SALT LAKE CITY — A 5.7-magnitude earthquake shook Salt Lake City and its suburbs early Wednesday, sending spooked residents fleeing their homes, knocking out power and bringing the city's light rail system to a halt.
The epicenter was just southwest of Salt Lake City and an estimated 2.8 million in the state probably felt the quake, the U.S. Geological Survey reported.
There were no initial reports of major damage to buildings or injuries, said Utah Emergency Management spokesman Joe Dougherty.
Residents reported feeling shaking across a 100-mile (160 kilometer) area, with the heaviest impact in Salt Lake County, officials said.
Some residents ran from their homes and into the streets as they felt the earthquake shake buildings for 10 to 15 seconds.
The quake knocked pictures from walls and dishes from shelves, and people reported feeling it in the neighboring states of Colorado, Idaho, Wyoming and Nevada. Gov.

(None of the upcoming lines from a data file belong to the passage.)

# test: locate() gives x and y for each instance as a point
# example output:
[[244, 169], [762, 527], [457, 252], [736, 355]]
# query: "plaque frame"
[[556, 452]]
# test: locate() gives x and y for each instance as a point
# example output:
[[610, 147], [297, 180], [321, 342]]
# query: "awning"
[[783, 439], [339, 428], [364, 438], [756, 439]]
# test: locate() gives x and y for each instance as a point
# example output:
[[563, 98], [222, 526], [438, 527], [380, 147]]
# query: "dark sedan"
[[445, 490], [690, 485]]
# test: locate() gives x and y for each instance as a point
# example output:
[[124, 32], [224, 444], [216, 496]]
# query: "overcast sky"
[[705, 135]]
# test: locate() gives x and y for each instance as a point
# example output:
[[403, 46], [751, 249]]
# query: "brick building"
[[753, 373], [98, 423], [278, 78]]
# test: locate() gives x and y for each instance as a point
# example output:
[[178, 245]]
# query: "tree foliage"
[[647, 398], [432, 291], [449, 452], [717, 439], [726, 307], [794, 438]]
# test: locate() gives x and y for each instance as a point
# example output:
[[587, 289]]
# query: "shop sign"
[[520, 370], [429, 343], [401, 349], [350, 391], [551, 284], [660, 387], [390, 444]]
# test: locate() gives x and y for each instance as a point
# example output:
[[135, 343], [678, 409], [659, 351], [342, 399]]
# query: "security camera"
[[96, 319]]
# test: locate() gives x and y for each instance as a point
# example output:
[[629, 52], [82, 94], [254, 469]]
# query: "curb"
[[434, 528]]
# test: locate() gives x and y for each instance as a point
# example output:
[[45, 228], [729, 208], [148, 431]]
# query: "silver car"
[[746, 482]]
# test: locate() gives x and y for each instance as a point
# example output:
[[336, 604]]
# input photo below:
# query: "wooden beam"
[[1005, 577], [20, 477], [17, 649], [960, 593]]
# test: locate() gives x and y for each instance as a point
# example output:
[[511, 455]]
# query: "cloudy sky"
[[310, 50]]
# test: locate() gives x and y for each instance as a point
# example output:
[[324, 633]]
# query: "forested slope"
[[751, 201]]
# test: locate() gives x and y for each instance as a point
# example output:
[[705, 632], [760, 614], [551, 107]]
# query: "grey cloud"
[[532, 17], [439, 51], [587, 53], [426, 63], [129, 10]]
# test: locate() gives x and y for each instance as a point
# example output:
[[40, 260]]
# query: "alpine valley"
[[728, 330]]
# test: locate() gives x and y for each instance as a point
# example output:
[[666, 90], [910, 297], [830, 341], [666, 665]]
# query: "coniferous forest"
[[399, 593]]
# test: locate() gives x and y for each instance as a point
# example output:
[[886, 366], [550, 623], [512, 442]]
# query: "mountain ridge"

Gary Herbert warned people to stay away from downtown Salt Lake City while crews assess the damage.
About 55,000 people lost electricity in the Salt Lake City area, said utility Rocky Mountain Power.
The road to the Salt Lake International Airport was closed and officials asked people not to head to the airport.
It was the largest earthquake to hit Utah since a 5.9 magnitude quake shook southern Utah in 1992, according to Utah Emergency Management.
Most shaking was reported in the Salt Lake County area, near the epicenter in the Salt Lake City suburb of Magna, though effects of the quake were reported 80 miles away (130 kilometers) in the Utah city of Logan.
After the initial 5.7-magnitude quake struck at 7:09 am, the geological survey recorded four smaller quakes over the next 23 minutes, ranging in magnitude from 3.7 to 3.9.